Christian Hawkesby, the RBNZ’s deputy governor and general manager of financial stability, said that prudential requirements such as good governance exist to protect policyholders and promote a sound and efficient insurance industry.

“Prudential requirements such as good governance exist to protect policyholders and to promote the maintenance of a sound and efficient insurance sector,” he said.

Quest Insurance Group’s response to RBNZ warning

In response, Quest has acknowledged and addressed these compliance issues and said it is taking steps to bolster its risk management practices to avoid future lapses.

The company said that the compliance issues had no impact on its ability to meet claims payments for policyholders.

RBNZ’s decision to issue the warning followed its Enforcement Framework and Warning Policy, underscoring the importance of prudent risk management and governance within the insurance industry to sustain public confidence.

“The findings from this investigation demonstrate the importance of effective risk management and the need for sound governance to ensure the New Zealand public has trust and confidence in the insurance sector,” Hawkesby said.

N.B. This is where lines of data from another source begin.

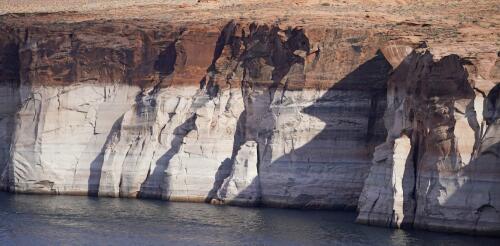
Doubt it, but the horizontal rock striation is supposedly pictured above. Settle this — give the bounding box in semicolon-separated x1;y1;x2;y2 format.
0;20;390;208
357;46;500;235
0;2;499;235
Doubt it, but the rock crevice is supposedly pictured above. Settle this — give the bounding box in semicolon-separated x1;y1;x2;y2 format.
357;48;500;235
0;16;498;235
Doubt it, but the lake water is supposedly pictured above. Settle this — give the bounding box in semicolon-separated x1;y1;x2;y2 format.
0;192;498;245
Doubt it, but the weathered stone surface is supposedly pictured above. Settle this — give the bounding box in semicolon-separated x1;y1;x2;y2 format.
357;48;500;235
0;0;499;236
0;20;390;205
216;140;260;205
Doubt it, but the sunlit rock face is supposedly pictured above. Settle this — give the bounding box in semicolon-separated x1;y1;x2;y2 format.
0;21;389;208
205;23;390;208
216;140;260;206
0;15;498;236
357;47;500;235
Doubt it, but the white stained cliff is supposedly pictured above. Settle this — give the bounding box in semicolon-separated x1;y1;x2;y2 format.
217;140;260;205
0;19;391;208
357;49;500;235
0;18;498;236
4;84;140;194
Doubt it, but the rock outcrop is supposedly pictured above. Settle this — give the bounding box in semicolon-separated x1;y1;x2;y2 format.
0;0;498;236
0;20;390;208
357;47;500;235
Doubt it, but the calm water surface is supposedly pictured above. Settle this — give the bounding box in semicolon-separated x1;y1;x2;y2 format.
0;192;499;246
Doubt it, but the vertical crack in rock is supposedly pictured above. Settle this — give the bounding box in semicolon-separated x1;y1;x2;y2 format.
357;49;420;227
1;15;498;235
215;140;261;206
411;53;476;232
140;114;197;199
1;20;391;209
207;22;314;206
358;48;500;235
409;130;420;227
159;114;198;200
465;83;500;234
88;115;124;196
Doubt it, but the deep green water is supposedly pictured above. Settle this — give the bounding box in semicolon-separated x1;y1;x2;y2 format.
0;192;499;245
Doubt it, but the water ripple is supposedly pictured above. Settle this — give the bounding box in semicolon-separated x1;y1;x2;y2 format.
0;192;499;246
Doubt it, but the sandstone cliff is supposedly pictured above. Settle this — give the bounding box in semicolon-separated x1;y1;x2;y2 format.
357;46;500;235
0;0;498;236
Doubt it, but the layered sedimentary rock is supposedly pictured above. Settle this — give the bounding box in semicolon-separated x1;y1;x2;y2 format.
217;140;260;205
357;46;500;235
0;20;390;209
0;0;499;236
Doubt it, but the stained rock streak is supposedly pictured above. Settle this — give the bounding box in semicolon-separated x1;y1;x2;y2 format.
0;3;499;236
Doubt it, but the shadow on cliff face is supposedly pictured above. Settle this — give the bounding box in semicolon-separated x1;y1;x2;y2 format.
139;22;241;199
221;43;391;208
88;31;183;198
138;115;197;199
357;51;490;230
86;21;389;209
202;21;247;200
205;23;313;203
0;27;21;192
401;53;479;228
82;21;317;201
88;116;124;196
431;83;500;234
355;50;500;234
259;51;389;209
205;111;246;202
409;53;476;225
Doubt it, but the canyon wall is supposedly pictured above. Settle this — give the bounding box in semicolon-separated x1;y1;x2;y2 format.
0;16;498;235
357;46;500;235
0;21;389;208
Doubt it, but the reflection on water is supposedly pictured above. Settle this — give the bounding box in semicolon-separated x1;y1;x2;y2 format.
0;192;498;246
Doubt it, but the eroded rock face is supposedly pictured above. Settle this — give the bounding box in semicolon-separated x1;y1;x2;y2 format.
357;48;500;235
217;140;260;205
0;20;389;208
0;14;498;235
0;26;20;191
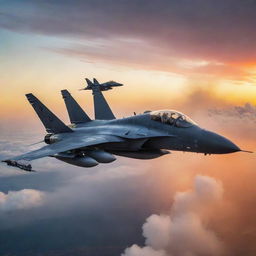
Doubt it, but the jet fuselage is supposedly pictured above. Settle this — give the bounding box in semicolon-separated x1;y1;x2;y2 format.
2;89;245;172
54;112;240;159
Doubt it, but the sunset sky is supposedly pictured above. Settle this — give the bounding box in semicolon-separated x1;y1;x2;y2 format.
0;1;256;256
1;0;256;122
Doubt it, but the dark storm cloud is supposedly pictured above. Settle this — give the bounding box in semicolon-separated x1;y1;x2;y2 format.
1;0;256;63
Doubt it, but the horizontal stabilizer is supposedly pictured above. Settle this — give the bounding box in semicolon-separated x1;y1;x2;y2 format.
26;93;73;133
61;90;91;124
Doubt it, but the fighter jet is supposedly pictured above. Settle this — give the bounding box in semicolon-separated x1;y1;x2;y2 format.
80;78;123;91
2;88;251;172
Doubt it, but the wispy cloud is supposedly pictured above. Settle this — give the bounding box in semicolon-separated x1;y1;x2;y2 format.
1;0;256;81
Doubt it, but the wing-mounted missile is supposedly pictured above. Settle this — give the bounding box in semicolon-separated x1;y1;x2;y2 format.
2;160;35;172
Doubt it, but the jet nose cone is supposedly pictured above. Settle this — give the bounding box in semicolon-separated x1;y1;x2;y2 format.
200;130;241;154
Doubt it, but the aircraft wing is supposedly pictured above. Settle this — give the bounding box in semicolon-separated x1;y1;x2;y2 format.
2;134;124;168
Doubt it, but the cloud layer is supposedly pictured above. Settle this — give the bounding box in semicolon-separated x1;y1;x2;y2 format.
2;0;256;60
0;109;256;256
122;176;224;256
0;189;44;212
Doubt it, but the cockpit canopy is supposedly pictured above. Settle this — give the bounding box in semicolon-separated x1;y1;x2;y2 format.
150;110;197;128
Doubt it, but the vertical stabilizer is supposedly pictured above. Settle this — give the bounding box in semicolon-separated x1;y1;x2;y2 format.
61;90;91;124
91;85;116;120
26;93;73;133
85;78;94;87
93;78;100;85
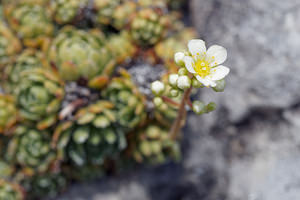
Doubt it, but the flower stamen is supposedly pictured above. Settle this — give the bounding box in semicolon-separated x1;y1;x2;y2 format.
193;58;211;78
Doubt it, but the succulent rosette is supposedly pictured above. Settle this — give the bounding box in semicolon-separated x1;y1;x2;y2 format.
0;95;18;134
50;0;88;24
137;0;167;8
109;31;137;64
0;160;14;179
0;179;24;200
93;0;137;30
14;68;64;130
93;0;121;26
4;49;49;93
130;8;169;46
4;1;54;48
132;125;180;164
21;173;66;199
48;26;115;88
111;1;136;30
52;101;127;168
6;126;56;173
102;70;147;130
0;22;22;68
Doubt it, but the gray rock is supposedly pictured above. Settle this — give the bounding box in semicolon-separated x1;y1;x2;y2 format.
190;0;300;199
192;0;300;122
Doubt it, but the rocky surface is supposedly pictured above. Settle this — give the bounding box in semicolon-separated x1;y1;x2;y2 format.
191;0;300;199
54;0;300;199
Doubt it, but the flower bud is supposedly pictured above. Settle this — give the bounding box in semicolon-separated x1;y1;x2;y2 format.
178;67;188;76
151;80;165;96
170;89;179;97
168;74;178;87
192;77;203;88
213;79;226;92
174;52;185;66
177;75;191;90
153;97;163;107
192;101;206;115
205;102;217;113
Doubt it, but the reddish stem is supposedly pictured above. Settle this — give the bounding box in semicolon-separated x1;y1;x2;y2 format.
161;96;181;107
187;98;193;110
169;86;192;140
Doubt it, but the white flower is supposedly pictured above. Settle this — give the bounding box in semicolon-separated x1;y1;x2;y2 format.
177;75;191;90
174;52;185;65
168;74;179;87
182;39;230;87
151;80;165;95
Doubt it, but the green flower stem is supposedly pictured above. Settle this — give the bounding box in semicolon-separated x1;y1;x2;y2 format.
169;86;192;140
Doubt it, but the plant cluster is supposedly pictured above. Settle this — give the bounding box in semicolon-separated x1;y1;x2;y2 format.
0;0;229;199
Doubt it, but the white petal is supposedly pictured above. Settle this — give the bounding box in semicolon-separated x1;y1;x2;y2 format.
183;56;196;73
206;78;217;87
207;45;227;66
210;65;230;81
195;75;216;87
188;39;206;56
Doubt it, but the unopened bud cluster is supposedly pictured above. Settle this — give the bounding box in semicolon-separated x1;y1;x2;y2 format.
151;71;216;115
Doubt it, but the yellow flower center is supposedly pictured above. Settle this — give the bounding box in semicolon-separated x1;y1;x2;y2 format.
193;58;211;78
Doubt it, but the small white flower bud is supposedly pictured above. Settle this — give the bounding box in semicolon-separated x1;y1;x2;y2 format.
151;80;165;96
153;97;163;107
192;77;203;88
206;102;217;113
192;101;205;115
177;75;191;90
213;79;226;92
178;67;188;75
168;74;178;87
174;52;185;66
170;89;179;97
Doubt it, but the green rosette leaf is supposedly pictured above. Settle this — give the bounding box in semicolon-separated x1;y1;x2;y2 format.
52;100;126;179
0;179;24;200
4;1;54;48
0;95;18;134
14;68;64;130
50;0;88;24
132;125;181;164
0;22;22;68
48;26;115;87
102;70;147;130
6;126;56;173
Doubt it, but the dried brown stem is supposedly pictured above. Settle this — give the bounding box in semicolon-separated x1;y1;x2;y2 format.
59;99;86;120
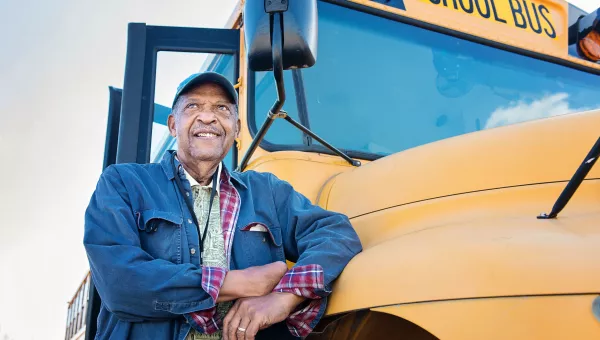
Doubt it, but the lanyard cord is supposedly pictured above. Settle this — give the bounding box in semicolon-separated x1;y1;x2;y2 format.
172;154;219;265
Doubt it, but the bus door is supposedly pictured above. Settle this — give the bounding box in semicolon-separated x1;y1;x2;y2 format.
86;23;240;340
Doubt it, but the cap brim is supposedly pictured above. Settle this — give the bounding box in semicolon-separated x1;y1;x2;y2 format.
172;72;238;108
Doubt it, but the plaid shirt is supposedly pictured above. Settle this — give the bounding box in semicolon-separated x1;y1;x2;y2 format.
184;168;325;337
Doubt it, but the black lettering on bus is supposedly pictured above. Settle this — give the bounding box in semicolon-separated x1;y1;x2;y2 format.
475;0;491;18
523;0;542;33
450;0;459;10
430;0;441;5
509;0;528;29
490;0;508;23
459;0;474;13
539;5;556;38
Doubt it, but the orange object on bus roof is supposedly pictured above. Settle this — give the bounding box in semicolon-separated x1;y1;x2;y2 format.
579;30;600;62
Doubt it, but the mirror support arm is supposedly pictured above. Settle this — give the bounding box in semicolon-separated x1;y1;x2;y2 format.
238;12;286;171
283;115;361;166
268;13;286;119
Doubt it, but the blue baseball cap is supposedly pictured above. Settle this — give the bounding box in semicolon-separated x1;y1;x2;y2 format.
172;72;238;108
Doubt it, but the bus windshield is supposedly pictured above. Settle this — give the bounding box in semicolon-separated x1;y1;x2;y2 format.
252;2;600;157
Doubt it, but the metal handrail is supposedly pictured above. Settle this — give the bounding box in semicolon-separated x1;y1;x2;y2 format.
65;272;91;340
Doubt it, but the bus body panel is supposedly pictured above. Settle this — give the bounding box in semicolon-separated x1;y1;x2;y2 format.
372;294;600;339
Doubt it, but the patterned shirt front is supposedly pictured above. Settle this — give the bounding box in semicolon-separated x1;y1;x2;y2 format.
185;163;232;340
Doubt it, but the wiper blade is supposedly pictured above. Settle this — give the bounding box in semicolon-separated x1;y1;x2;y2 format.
538;136;600;219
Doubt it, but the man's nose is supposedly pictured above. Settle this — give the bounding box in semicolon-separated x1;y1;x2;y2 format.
196;110;217;124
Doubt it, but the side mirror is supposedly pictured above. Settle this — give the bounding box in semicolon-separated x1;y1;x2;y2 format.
244;0;318;71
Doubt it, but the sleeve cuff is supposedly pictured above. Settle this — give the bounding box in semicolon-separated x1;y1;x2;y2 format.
183;266;227;335
201;266;227;302
273;264;326;299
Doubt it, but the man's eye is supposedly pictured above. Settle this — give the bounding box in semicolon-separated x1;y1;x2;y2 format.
186;103;199;109
217;105;230;111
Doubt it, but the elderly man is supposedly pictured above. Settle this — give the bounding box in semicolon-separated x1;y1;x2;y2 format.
84;72;362;340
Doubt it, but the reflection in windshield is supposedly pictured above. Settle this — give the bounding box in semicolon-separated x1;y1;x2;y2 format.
433;48;476;98
253;2;600;156
484;93;591;129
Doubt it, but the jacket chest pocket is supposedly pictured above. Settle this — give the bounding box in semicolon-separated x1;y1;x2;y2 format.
238;222;284;266
136;210;183;264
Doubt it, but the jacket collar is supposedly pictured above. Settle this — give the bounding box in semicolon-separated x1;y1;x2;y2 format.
161;150;247;189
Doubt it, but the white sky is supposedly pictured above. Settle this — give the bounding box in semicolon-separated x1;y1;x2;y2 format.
0;1;236;339
571;0;599;11
0;0;597;339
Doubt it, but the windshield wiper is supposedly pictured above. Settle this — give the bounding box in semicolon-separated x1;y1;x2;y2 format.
538;136;600;219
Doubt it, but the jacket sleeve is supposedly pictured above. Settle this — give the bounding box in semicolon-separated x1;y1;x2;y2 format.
83;165;223;322
268;173;363;294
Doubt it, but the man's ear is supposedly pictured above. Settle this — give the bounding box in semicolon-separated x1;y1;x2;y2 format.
167;114;177;138
235;118;241;138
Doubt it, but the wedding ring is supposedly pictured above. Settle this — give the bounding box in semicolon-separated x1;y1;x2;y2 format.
237;327;246;332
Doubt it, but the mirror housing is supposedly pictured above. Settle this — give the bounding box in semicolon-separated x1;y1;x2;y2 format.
244;0;318;71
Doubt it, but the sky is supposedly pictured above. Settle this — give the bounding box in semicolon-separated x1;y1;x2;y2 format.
0;1;236;339
0;0;598;339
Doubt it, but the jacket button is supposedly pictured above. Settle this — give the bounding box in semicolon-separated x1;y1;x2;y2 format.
190;248;196;255
188;219;193;224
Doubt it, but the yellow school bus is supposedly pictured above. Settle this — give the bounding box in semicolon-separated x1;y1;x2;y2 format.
65;0;600;339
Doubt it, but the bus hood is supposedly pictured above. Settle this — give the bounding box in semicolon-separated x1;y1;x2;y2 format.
317;110;600;315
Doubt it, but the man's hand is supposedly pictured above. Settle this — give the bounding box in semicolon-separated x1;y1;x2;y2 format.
217;262;288;302
223;292;305;340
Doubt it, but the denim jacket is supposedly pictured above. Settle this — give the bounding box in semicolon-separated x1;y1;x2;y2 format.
83;151;362;339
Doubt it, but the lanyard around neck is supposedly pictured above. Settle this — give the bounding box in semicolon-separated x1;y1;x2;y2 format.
171;154;219;265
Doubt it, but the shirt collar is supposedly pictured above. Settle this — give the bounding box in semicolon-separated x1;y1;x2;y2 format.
182;161;222;193
161;150;247;189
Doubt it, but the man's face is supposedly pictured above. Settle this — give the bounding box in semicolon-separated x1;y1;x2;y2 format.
168;83;240;163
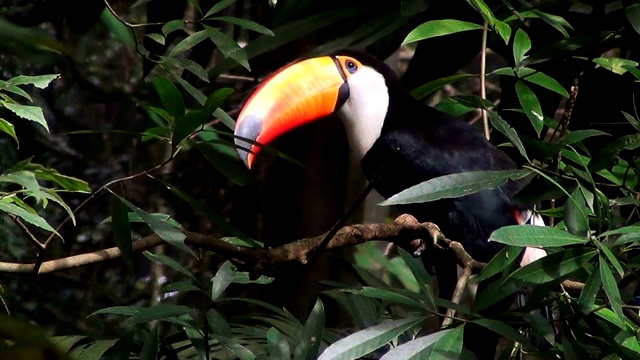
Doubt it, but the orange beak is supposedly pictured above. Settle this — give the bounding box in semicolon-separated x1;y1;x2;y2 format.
234;56;349;168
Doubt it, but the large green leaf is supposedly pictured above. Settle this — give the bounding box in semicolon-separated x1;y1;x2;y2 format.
490;225;588;247
203;0;236;18
518;67;570;98
513;28;531;65
214;16;274;36
0;197;59;237
111;197;133;271
402;19;483;45
211;261;235;301
124;304;193;325
410;74;476;101
152;76;185;122
268;327;291;360
169;29;209;56
205;26;249;70
342;287;431;311
139;323;159;360
6;74;60;89
379;327;463;360
318;317;425;360
508;248;597;285
143;251;197;282
380;169;532;206
294;298;325;360
113;194;193;256
488;111;530;162
600;256;625;326
515;80;544;137
3;103;49;132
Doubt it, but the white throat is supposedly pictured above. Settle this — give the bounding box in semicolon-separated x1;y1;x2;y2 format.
336;66;389;163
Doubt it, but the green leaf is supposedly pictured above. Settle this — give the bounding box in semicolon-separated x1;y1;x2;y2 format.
9;160;91;192
398;249;435;303
402;19;483;45
113;194;193;256
592;305;625;330
513;28;532;65
7;74;59;89
3;103;49;132
318;317;425;360
599;256;625;325
172;73;207;105
169;29;209;56
493;19;512;45
475;245;521;282
410;74;476;101
145;33;164;45
518;67;570;98
185;327;208;360
124;304;193;325
1;84;32;101
162;19;184;37
205;26;250;70
472;319;531;346
203;0;236;18
0;118;19;145
152;76;185;120
598;243;624;278
0;170;46;203
111;197;133;271
196;142;254;186
559;129;609;147
564;187;589;237
69;340;118;360
143;251;197;282
488;111;530;162
207;308;232;337
172;87;233;145
0;198;59;237
515;80;544;136
294;298;325;360
89;305;141;317
162;281;203;293
214;16;274;36
211;261;235;301
342;287;431;311
379;327;463;360
381;169;532;206
139;323;158;360
268;327;291;360
578;263;600;313
159;55;209;83
593;57;639;75
621;111;640;132
508;248;597;285
214;108;235;130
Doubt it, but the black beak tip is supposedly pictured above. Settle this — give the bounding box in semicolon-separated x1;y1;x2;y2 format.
234;114;263;167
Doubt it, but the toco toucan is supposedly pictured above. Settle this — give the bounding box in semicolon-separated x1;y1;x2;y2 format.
234;49;547;358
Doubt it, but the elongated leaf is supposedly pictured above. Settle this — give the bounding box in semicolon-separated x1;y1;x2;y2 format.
410;74;476;101
508;248;597;285
185;327;208;360
0;198;59;237
124;304;193;325
160;55;208;83
600;256;625;325
70;340;118;360
381;169;532;206
475;245;521;282
380;327;463;360
169;29;209;56
513;28;531;65
3;103;49;132
0;117;17;144
342;287;430;310
89;305;141;317
564;187;589;237
172;73;207;105
112;197;133;270
205;26;249;70
559;129;609;146
578;265;600;313
473;319;531;346
203;0;236;18
113;194;193;256
211;261;235;301
7;74;59;89
294;298;325;360
398;249;435;303
403;20;483;45
162;281;203;294
152;76;185;120
268;327;291;360
598;242;624;278
214;16;274;36
139;323;158;360
1;83;31;101
162;19;184;36
318;317;424;360
518;67;570;98
621;111;640;132
143;251;196;282
488;111;530;162
515;80;544;136
593;57;639;75
207;308;232;337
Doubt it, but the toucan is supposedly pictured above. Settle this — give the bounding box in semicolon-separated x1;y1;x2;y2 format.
233;49;547;358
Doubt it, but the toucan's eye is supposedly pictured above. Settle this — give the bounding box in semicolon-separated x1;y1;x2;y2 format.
345;60;358;74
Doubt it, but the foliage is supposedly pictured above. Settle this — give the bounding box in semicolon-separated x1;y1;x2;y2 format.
0;0;639;359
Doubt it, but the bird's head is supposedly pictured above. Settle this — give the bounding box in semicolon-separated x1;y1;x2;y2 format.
234;50;394;168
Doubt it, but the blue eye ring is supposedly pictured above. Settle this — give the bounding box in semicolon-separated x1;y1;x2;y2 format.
345;60;358;74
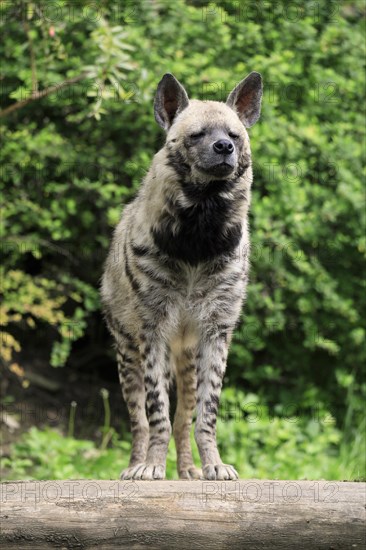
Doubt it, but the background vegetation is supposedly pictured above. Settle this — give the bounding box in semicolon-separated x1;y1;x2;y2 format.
1;0;365;481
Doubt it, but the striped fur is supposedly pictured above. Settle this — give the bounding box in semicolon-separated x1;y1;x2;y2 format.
101;72;262;480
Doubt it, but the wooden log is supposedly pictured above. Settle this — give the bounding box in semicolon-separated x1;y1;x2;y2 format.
0;479;365;549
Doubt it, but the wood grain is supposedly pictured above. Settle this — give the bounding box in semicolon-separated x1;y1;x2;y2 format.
1;479;365;549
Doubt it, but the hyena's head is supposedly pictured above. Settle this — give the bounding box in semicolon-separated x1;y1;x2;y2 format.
154;72;262;182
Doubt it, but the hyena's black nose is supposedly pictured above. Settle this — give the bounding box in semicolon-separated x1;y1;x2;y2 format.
213;139;234;155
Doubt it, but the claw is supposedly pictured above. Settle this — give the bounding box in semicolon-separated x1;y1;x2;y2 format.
178;465;203;480
203;463;238;480
120;462;166;480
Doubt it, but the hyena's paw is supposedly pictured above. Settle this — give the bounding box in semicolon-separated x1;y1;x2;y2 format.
178;465;203;480
120;463;166;480
203;464;238;480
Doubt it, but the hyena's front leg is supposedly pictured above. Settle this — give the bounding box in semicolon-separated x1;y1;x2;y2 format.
195;333;239;481
173;348;202;480
116;339;149;481
125;333;171;480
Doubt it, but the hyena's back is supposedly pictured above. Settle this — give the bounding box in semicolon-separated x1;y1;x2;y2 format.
101;71;262;480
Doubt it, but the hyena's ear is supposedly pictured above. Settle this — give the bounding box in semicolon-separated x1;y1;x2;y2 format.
154;74;189;130
226;72;263;128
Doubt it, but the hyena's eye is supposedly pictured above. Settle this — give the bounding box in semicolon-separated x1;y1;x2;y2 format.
228;132;240;139
190;131;206;139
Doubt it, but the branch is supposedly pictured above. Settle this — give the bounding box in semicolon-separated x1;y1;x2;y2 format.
0;74;89;118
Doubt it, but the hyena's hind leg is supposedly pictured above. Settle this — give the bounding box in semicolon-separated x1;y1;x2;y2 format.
112;331;150;480
173;348;202;480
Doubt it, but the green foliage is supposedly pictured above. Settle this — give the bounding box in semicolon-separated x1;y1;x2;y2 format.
4;387;364;480
0;0;365;477
216;388;365;480
1;268;99;368
2;426;130;480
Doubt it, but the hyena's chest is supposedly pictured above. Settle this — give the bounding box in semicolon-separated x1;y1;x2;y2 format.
152;261;246;334
166;270;243;359
151;190;243;266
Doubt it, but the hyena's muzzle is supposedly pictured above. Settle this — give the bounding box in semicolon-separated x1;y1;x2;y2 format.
188;128;237;178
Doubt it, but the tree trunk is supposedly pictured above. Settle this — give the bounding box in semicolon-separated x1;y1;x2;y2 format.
0;479;365;549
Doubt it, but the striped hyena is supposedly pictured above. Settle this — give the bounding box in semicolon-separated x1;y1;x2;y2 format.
101;72;262;480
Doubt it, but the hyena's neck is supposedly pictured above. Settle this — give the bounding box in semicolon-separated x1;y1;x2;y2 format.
142;148;252;266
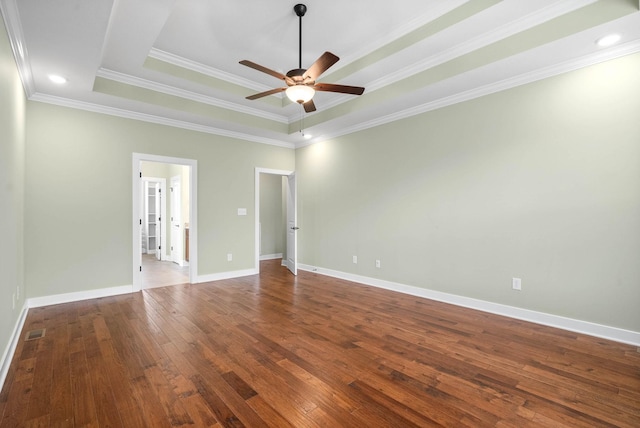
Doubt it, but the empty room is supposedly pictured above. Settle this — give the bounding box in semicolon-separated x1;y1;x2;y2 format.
1;0;639;426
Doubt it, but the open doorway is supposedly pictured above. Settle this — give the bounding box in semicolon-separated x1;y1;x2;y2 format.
132;153;198;292
255;168;296;274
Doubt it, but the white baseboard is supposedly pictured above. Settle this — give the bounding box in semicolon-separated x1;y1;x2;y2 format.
260;253;283;261
27;284;133;308
0;303;29;393
197;268;258;283
298;264;640;347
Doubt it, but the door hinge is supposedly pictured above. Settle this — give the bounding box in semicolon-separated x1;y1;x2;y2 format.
139;172;142;178
158;245;161;250
139;266;142;272
139;219;142;225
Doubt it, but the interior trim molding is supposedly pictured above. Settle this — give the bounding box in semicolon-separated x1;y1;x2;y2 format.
27;93;296;149
197;268;258;284
0;303;28;393
148;48;272;93
27;285;133;309
298;264;640;347
260;253;283;261
96;68;289;124
296;39;640;149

RBNZ reduces additional solvency margin requirement for Tower

In a related update, RBNZ removed an additional solvency margin requirement it previously imposed on Tower Limited, lowering the company’s minimum solvency margin from $15 million to zero.

The decision reflects Tower’s strengthened solvency position, bolstered by its improved risk management and a reduction in claims related to the Canterbury earthquakes.

As of June 30, Tower’s unaudited adjusted solvency margin was reported at NZ$147.2 million. The insurer emphasised that its internal capital management processes aim to maintain a solvency margin that exceeds RBNZ’s minimum requirements.

The removal of the additional margin will not impact Tower’s dividend plans or other capital management strategies, as the company will continue to adhere to conservative solvency practices.